Pada 1 Maret, Wali Kota Seoul, yang merupakan anggota Partai Demokrat, sama seperti Moon, meminta jaksa penuntut untuk mendakwa Lee Man-hee, pendiri Gereja Shincheonji, dan para pemimpin kelompok itu, atas pembunuhan karena dugaan peran mereka dalam penyebaran covid-19. Sore itu, Lee mengadakan konferensi pers, berlutut, membungkuk dua kali, dan meminta maaf atas peran kelompok itu dalam wabah, yang katanya tidak disengaja.
Pada April, Moon akan menghadapi pemilu paruh waktu, di mana Partai Demokrat berharap untuk mempertahankan mayoritasnya di parlemen. Para pemimpin oposisi tampaknya akan menjadikan tanggapan presiden saat wabah ini sebagai isu utama kampanye.
“Pemerintah ini melewatkan kesempatan emasnya,” ujar Ha, anggota Majelis Nasional konservatif, kepada The New Yorker, merujuk pada hari-hari awal krisis. “Mereka seharusnya melarang masuk orang yang datang dari China dan lebih waspada pada tanda-tanda awal wabah.”
Mengutip jumlah diagnosis covid-19 di Korea Selatan, 95 negara (termasuk China dan Jepang) sekarang melarang atau membatasi masuknya orang dari Korea Selatan.
Bahkan sebelum wabah, popularitas Moon yang dulu luar biasa telah menurun secara signifikan selama setahun terakhir, dan dia telah kesulitan untuk mewujudkan salah satu tujuan utamanya: perdamaian dengan Korea Utara.
Enam minggu setelah wabah dimulai, hampir 1,5 juta warga Korea telah menandatangani petisi yang menuntut pemakzulan Moon.
Selama pemakzulan Presiden Park, yang masih menjadi pertanyaan sampai sekarang adalah di mana dia berada beberapa jam setelah kapal feri itu tenggelam.

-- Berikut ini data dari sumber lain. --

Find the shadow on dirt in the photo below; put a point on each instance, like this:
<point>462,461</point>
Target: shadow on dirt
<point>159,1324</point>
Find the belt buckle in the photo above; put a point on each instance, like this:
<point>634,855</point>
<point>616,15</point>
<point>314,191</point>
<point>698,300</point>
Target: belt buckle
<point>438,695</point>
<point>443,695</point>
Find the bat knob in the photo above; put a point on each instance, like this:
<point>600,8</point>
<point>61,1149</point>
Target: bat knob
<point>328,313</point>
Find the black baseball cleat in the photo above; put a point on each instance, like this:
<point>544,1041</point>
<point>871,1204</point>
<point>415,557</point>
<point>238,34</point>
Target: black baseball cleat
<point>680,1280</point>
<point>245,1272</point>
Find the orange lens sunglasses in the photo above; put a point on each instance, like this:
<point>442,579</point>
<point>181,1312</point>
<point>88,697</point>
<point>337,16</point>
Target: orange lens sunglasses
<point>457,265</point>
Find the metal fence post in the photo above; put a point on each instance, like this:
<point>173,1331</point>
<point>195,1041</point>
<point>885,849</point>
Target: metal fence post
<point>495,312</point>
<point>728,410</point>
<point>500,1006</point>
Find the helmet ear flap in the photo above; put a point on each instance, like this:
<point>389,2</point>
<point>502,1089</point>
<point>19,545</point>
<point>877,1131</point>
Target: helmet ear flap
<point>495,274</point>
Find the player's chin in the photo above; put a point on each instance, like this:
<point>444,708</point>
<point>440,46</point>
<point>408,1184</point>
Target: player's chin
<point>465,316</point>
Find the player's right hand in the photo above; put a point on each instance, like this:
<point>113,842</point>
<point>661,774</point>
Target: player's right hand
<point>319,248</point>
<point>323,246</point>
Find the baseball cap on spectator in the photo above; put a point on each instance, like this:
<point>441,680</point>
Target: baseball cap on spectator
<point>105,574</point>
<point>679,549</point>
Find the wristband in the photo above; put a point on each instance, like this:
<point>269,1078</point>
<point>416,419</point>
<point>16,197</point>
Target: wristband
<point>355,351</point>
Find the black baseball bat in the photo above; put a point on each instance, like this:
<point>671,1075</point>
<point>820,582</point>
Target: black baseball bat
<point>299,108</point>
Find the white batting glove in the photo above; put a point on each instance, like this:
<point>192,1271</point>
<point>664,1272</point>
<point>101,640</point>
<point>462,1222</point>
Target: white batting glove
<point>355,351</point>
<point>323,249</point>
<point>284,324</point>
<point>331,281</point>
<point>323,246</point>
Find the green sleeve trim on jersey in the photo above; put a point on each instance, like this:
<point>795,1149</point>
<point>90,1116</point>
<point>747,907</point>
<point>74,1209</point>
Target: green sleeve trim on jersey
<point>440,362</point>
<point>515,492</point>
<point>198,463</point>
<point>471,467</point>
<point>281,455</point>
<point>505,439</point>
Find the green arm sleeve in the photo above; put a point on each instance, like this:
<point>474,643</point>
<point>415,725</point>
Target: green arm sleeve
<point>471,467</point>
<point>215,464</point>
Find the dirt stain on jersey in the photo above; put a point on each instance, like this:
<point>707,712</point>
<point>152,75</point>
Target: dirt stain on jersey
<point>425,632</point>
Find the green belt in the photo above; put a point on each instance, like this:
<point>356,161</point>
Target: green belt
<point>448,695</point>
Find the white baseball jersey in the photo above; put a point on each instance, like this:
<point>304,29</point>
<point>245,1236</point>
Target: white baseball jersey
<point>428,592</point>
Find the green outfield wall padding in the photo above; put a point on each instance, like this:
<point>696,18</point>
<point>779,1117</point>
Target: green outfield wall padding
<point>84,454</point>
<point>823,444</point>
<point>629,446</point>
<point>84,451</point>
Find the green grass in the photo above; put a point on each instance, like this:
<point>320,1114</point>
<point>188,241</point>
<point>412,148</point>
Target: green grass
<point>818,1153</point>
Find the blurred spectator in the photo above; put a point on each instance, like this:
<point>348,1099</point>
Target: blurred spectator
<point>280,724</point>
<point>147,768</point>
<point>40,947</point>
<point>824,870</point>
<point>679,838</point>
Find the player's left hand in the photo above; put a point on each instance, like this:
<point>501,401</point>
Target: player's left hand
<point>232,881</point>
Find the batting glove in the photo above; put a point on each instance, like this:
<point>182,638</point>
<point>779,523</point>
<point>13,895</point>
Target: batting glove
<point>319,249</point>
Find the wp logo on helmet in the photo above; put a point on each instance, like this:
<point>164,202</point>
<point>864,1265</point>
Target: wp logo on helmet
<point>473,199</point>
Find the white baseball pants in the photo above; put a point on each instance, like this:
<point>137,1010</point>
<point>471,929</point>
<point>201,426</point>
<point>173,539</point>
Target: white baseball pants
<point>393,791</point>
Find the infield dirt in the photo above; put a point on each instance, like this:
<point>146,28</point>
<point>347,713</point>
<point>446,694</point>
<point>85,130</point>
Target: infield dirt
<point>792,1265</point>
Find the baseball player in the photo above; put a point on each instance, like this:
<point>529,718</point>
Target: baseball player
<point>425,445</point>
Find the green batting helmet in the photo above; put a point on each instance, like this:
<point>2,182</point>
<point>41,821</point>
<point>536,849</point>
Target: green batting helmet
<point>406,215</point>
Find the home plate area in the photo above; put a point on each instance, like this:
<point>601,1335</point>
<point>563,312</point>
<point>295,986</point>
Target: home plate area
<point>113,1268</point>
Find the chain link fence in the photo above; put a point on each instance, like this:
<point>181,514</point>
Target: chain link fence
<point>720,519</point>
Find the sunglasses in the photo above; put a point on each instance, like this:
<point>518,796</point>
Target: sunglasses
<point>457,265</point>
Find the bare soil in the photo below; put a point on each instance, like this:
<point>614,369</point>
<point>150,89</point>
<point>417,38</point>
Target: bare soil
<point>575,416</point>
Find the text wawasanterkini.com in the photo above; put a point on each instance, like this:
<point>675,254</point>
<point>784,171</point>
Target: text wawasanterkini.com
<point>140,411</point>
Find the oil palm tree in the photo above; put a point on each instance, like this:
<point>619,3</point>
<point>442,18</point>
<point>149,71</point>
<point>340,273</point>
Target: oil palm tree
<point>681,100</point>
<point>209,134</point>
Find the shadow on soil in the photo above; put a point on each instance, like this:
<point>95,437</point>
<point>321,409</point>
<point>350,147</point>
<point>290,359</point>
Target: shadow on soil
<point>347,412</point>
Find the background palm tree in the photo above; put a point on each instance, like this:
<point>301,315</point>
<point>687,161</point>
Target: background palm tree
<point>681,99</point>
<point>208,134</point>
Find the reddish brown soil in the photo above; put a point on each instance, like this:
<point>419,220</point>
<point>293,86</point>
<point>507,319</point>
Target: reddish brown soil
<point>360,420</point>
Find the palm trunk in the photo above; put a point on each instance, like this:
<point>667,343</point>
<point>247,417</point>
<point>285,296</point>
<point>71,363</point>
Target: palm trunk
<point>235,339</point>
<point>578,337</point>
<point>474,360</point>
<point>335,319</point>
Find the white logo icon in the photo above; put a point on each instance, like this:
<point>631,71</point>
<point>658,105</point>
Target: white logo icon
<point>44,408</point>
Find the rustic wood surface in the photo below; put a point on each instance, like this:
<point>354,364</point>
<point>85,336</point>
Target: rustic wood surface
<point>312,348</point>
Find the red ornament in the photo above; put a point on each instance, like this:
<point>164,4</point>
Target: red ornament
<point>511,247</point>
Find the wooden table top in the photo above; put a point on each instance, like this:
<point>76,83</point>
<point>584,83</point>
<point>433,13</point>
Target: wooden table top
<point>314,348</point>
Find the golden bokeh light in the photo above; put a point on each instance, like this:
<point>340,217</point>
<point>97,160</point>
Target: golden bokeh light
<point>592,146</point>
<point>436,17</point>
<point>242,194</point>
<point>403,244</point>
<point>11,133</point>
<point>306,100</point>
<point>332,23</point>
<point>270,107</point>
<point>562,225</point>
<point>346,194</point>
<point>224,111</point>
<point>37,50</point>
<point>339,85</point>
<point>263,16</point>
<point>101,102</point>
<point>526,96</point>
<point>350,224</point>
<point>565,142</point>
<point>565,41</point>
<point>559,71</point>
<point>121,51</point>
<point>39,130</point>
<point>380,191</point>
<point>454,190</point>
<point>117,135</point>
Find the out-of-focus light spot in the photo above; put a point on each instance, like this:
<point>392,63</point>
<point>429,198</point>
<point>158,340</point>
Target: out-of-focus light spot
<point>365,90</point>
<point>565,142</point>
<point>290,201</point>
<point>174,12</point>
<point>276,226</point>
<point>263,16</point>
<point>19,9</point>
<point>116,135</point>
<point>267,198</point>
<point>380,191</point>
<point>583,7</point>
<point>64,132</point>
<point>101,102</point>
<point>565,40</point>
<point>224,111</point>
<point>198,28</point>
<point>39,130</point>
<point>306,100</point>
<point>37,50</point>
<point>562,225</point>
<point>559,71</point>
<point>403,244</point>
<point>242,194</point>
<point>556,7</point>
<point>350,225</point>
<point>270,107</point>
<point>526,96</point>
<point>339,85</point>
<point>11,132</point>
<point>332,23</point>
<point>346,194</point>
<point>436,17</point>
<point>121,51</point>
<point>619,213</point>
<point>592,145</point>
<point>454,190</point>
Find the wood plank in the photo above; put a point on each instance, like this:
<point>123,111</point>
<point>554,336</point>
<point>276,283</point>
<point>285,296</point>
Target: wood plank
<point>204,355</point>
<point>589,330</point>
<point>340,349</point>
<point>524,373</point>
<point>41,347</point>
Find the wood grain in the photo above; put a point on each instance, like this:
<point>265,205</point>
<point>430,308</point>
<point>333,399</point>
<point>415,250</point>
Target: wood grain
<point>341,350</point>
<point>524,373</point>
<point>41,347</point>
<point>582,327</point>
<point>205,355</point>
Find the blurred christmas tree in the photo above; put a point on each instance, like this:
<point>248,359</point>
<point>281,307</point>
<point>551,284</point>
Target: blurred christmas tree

Kali ini, tidak ada misteri mengenai apa yang dilakukan Presiden Moon ketika kematian terkait covid-19 pertama terjadi: ia mengadakan pesta chapaguri bersama para selebritas.
Penerjemah: Nur Hidayati
Editor: Aziza Fanny Larasati
Keterangan foto utama: Hewan peliharaan Moon Jae-in, Gomi, salah satu dari dua anjing Pungsan yang diberikan oleh Kim Jong Un. (Foto: EPA-EFE/Yonhap)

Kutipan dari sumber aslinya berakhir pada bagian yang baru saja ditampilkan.